The fascinating history of the Lhasa Apso

The Lhasa Apso is a special little dog with a unique history. Here are some interesting things to know about the origins of this lovable breed.

Where does the Lhasa Apso originate from?

These lovely long haired dogs come all the way from Tibet, the home of the Himalayas. In this harsh mountain environment, the little dogs evolved to withstand high altitudes and severe weather conditions. The light there is very bright and there is a strong glare from the snow, so it’s lucky that these dogs have a thick layer of fur which warms their bodies and shields their eyes from the sun.

Where did the name Lhasa Apso come from?

The name refers to the capital of Tibet, Lhasa, where these dogs were first found. The word for Apso has a few different Tibetan translations, but probably the most accurate of these is “bearded one”. So, these dogs were first referred to as the bearded ones from Lhasa. The word “Apsok” is sued in Tibet to refer to long coated breeds in general.

Origins of the Lhasa Apso breed

It’s thought that the Lhasa Apso breed dates all the way back to 800BC, but the earliest records from Tibet date from around 639 AD so we don’t know for sure just how long these dogs have been around for.
When Buddhism spread from India to Tibet in the seventh century, and it brought with it the idea of the Buddhist god of learning, who travels as a priest with a small dog at its side. The small dogs were said to have the ability to transform themselves into snow lions so that the priest could ride on their backs. So, it is said that this is how the Lhasa Apso came to be associated with the idea of these sacred snow lions.

Lhasa Apsos were kept in monasteries by Buddhist monks in order to guard the monasteries against intruders. Alongside the small Lhasas, huge Tibetan Mastiffs were also kept which were useful in warding off any potential attacks from strangers. The Lhasas tended to be given as gifts rather than sold as a commodity. This is because it was believed that the Lhasas carried with them the souls of fallen monks. The dogs were also given to people making the huge journey between Tibet and China as they were said to bring safe passage to those who accompanied them. So, they became central to the lives of the Tibetan people and were very important little dogs.

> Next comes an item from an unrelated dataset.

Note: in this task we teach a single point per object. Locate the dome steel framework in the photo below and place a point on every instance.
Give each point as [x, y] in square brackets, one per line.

There was a fair bit of cross breeding in Ancient Tibet and this is evident in today’s Lhasa Apsos – sometimes their litters produce dogs very similar in looks to the Tibetan Spaniels, which are in fact a separate breed. It’s also thought that there is a connection between the Lhasa Apso and the Tibetan Terriers, which are a slightly longer legged breed. Perhaps the closest relative of the Lhasa Apso is the Shih Tzu, which originated in neighbouring China and have a very similar appearance to the Lhasa. The two breeds often get confused with each other.

Later history

Lhasa Apsos were brought to Britain as far back as 1854, but it wasn’t until 1908 that they became champions in the eyes of the Kennel Club.